Spitzer tells Elkind he's "in unceasing agony" and "incredibly frustrated" over no longer being "where I would like to be [i.e., in the Governor's office]. Anybody who says disengaging from it in any way is easy is not being straightforward. Obviously, removing myself the way I did is that much more painful." Spitzer's long road back to public office may begin with a run for New York state comptroller, which, according to Elkind, "he sees a chance to become a national force, wielding the billions held in public pension funds to force corporate reform in a way that even lawsuits and regulation cannot."

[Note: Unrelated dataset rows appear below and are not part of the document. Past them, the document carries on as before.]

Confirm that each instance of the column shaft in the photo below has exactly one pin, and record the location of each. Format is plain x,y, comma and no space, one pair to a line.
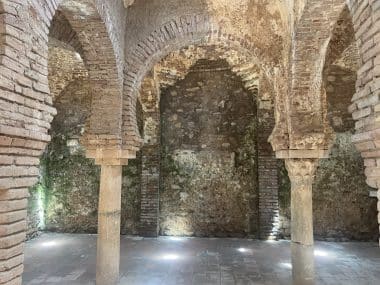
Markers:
108,247
301,174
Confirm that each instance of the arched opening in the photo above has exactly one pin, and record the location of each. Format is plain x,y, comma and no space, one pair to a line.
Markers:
204,135
65,199
343,208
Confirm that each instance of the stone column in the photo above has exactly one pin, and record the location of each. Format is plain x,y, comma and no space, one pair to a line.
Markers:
108,247
301,174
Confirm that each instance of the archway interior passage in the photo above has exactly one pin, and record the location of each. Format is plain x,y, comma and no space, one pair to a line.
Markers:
202,147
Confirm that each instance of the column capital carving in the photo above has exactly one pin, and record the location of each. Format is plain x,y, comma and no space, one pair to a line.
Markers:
301,171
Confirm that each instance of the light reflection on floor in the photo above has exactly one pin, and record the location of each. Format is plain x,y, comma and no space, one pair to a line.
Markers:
70,260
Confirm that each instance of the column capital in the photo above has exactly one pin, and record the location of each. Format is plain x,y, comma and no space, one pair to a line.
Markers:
301,171
301,168
108,150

"Most people faced with that kind of disgrace would disappear off the face of the earth for a longer period of time," P.R. big shot Howard Rubenstein tells the Times. "But there is a lot of curiosity about him. And he is a publicity steamroller." But according to Rubenstein, a recent Masters of the Universe-type society dinner didn't bode well for Spitzer's return to politics. "Some thought he is making a play to come into elected office," says Rubenstein "That didn’t get a lot of support. But they thought, 'He’s having an influence on policy, so let’s look past that episode in his life and appoint him as an adviser to something. That was the consensus."

In the meantime, Spitzer's keeping his face out there, teaching at City College, lecturing at Harvard about ethics, getting a Colbert bump, opining on love on BigThink.com, and writing a twice-monthly column for Slate. But is another scandal on the horizon? In a shocking lapse, Spitzer revealed to the Times the secret to his column's success: "I keep pressing the button on the Slate column, so it looks like I’m getting a lot of hits." Which may be another thing he has in common with blogger Ashley Dupree.